Crusher (crusher)


Crushers are machines for crushing lumpy feed material into smaller grain sizes in the coarse to medium size range. They are mainly used to produce broken minerals from stones , but are also used in the food industry, e.g. B. to be found in carcass recycling .
In contrast, one speaks of mills when the target grain size is to be in the fine or very fine range. As a rule, this limit is seen with a target grain size in the range from 1 mm to 10 mm. Crushers are most widespread in the industrial processing of mineral raw materials, see quarries , lime works , gravel works , mining and secondary materials, see recycling , building rubble . Crushers can be used both stationary and mobile (on wheels or on caterpillars).

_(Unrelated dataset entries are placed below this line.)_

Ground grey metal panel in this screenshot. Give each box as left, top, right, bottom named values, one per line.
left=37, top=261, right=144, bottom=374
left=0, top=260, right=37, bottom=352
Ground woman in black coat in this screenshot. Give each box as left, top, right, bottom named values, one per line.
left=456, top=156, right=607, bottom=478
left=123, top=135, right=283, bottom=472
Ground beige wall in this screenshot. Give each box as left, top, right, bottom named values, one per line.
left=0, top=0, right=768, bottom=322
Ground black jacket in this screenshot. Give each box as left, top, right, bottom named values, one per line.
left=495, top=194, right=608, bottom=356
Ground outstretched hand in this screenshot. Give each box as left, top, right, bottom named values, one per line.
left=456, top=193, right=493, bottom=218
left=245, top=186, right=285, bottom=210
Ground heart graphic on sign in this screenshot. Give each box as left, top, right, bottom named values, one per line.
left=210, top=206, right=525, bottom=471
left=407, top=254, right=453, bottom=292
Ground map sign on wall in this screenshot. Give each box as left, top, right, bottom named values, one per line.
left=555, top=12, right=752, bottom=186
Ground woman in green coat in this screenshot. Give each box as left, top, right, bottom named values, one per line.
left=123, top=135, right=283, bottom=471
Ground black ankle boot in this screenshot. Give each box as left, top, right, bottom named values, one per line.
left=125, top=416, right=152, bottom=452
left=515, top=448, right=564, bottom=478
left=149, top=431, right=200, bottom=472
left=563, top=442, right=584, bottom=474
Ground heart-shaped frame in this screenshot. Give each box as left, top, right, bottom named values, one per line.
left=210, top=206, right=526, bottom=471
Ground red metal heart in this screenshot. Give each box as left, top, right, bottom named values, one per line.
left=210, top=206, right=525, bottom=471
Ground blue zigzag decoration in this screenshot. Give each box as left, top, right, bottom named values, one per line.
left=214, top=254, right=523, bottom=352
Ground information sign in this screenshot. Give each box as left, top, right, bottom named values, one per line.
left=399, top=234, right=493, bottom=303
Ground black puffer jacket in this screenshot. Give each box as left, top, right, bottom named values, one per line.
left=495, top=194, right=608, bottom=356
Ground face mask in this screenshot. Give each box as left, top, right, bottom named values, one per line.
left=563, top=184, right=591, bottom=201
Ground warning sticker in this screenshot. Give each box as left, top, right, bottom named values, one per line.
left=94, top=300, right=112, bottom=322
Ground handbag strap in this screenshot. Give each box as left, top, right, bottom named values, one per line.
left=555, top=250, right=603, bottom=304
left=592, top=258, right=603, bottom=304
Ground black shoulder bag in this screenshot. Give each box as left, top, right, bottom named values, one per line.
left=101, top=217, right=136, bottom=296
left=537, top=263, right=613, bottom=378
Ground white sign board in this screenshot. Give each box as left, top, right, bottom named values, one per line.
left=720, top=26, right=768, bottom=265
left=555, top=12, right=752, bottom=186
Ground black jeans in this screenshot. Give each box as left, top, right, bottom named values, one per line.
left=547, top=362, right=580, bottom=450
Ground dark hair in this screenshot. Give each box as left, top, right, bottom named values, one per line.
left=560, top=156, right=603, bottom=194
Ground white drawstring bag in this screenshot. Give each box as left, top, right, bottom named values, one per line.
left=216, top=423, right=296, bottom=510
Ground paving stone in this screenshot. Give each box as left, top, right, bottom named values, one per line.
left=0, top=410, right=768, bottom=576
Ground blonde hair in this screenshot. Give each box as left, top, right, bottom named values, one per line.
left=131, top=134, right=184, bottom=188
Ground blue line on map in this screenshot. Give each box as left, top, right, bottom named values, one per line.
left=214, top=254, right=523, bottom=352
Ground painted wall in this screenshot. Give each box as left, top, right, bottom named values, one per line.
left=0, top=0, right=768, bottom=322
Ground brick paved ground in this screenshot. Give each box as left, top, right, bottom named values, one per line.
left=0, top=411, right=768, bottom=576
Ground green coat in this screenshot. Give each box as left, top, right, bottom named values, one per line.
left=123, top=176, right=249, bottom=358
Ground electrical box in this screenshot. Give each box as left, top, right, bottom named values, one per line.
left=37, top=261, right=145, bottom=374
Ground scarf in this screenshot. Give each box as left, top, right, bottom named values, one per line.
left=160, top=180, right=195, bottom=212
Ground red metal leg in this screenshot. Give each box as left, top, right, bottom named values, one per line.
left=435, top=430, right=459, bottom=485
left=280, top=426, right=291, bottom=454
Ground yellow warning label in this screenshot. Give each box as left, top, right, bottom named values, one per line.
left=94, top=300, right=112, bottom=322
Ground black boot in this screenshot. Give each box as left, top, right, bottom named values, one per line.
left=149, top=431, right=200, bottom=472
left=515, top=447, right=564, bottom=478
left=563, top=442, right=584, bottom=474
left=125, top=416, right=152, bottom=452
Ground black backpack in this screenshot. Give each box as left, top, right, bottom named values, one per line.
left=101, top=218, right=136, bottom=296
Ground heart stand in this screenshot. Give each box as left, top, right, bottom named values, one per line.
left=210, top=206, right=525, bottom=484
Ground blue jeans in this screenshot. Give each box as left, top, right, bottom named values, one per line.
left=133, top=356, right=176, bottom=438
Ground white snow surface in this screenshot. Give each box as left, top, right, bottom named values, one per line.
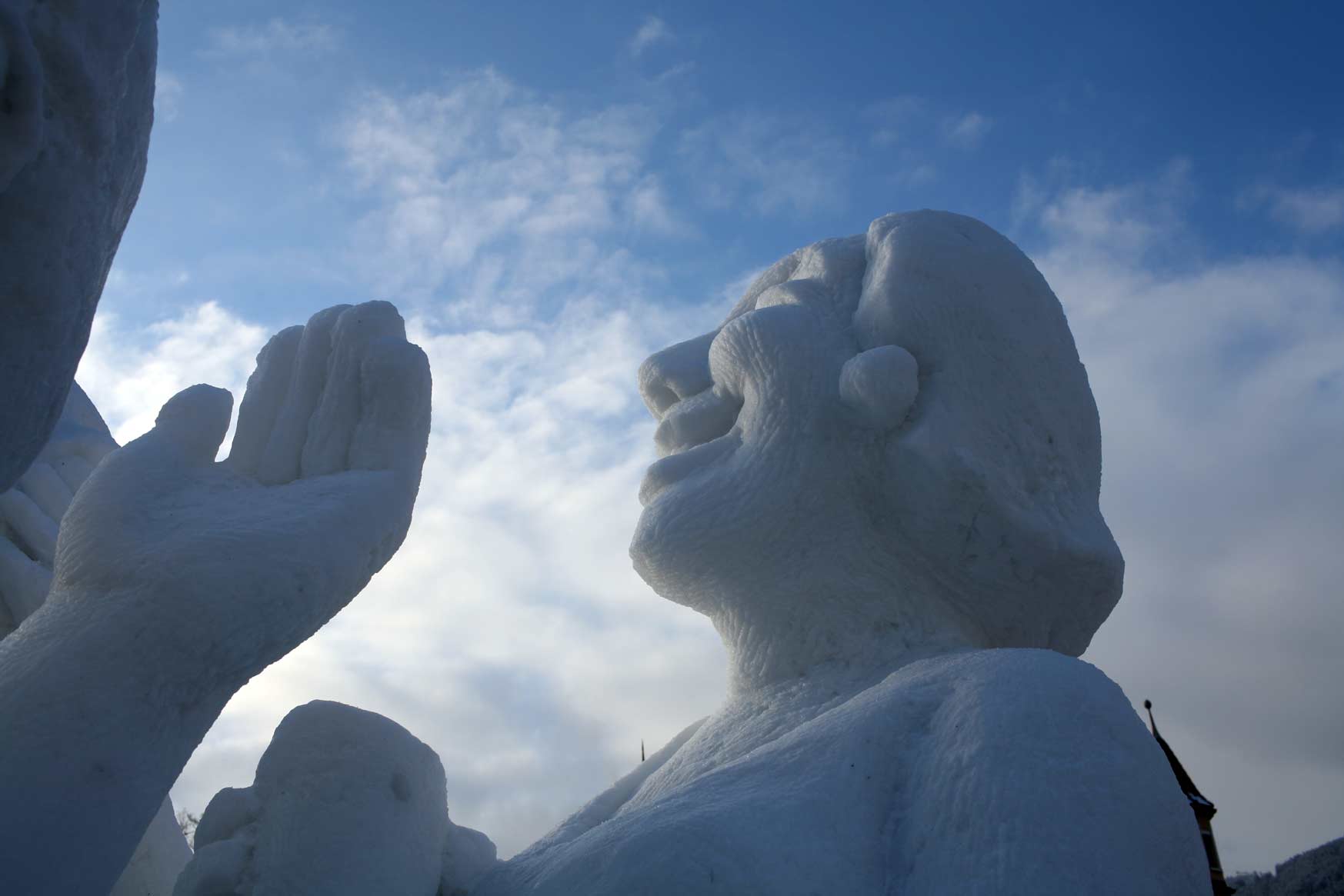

In the past, stationary systems were the only solution for processing residual construction waste. In the mid-1990s, mobile recycling with compact systems developed and is now on the advance worldwide. Mobile crushers can not only move around the construction site, but are mobile as a whole. Due to the relatively low transport weight, they can be brought to the processing site in order to directly recycle the material there. In the opposite case, all material has to be transported from the construction site to the stationary processing plant, which is associated with transport costs and causes increased truck traffic.
Goals of shredding
- Reduction of the upper grain sizes
- Change in grain size distribution
- Change in grain shape
- Selective opening of compounds in order to separate and expose the individual components
Breaking principles
Crushers can be classified according to the prevailing crushing principle.
Pressure shredding
The shredding energy acts with great forces and at low speed on the material to be processed.
Designs:
- Jaw crusher
- Cone crusher, also cone or gyratory crusher
- Roll crusher
Impact shredding
The material to be shredded hits a work surface with high energy. In impact crushers with a horizontal shaft, the energy is introduced into the working surface (rotor with blow bars), which then acts on the incoming rock, and in impact crushers with a vertical shaft, the material inside a rotor is accelerated by centrifugal force , and then selectively against a fixed work surface to be guided.
Designs:
- Impact crusher with horizontal shaft
- Impact crusher with vertical shaft, also rotor crusher
Impact crushing
The work surface is accelerated and guided against the material to be shredded, which ideally lies in front of a solid surface.
Designs:
Shear / friction
The material to be shredded is located between two working lines (shear) or working surfaces (friction), which exert contact pressure and are simultaneously moved in opposite directions.
Designs:
Areas of application
- Production of sand , gravel , chippings and crushed stone in quarries and gravel works
- Processing of ores , salts , coal , minerals in mining
- Coal processing in the power plant
- Processing of solids in the chemical and pharmaceutical industry
- Processing of cement
- Food industry
- Recycling industry
- Processing of secondary building materials , such as B. Concrete recycling
Assessment of crushers
The main criterion for assessing crushers is the crushing effect. Since every crusher inevitably not only delivers a single desired grain size , but always a spectrum of sizes, the comparison of the grain size distribution in the feed material versus the grain size distribution in the end product is used for assessment. This distribution curves are grading curves called.
Typical degrees of size reduction in rock processing:
designation | Degree of shredding |
---|---|
Primary gyratory crusher | 6 to 8 |
Jaw crusher | 3 to 5 |
Horizontal impact crusher | 5 to 8 |
Secondary cone / gyratory crusher | 3 to 4 |
Vertical impact crusher | 1.5 to 3 |
In addition to the crushing effect, other crushing effects can be important, such as cubic grain shape , fracture surface , hardness , selectivity of the crushing. Other important aspects are throughput, operating costs (especially for wear and tear and energy consumption), investment costs and ease of maintenance.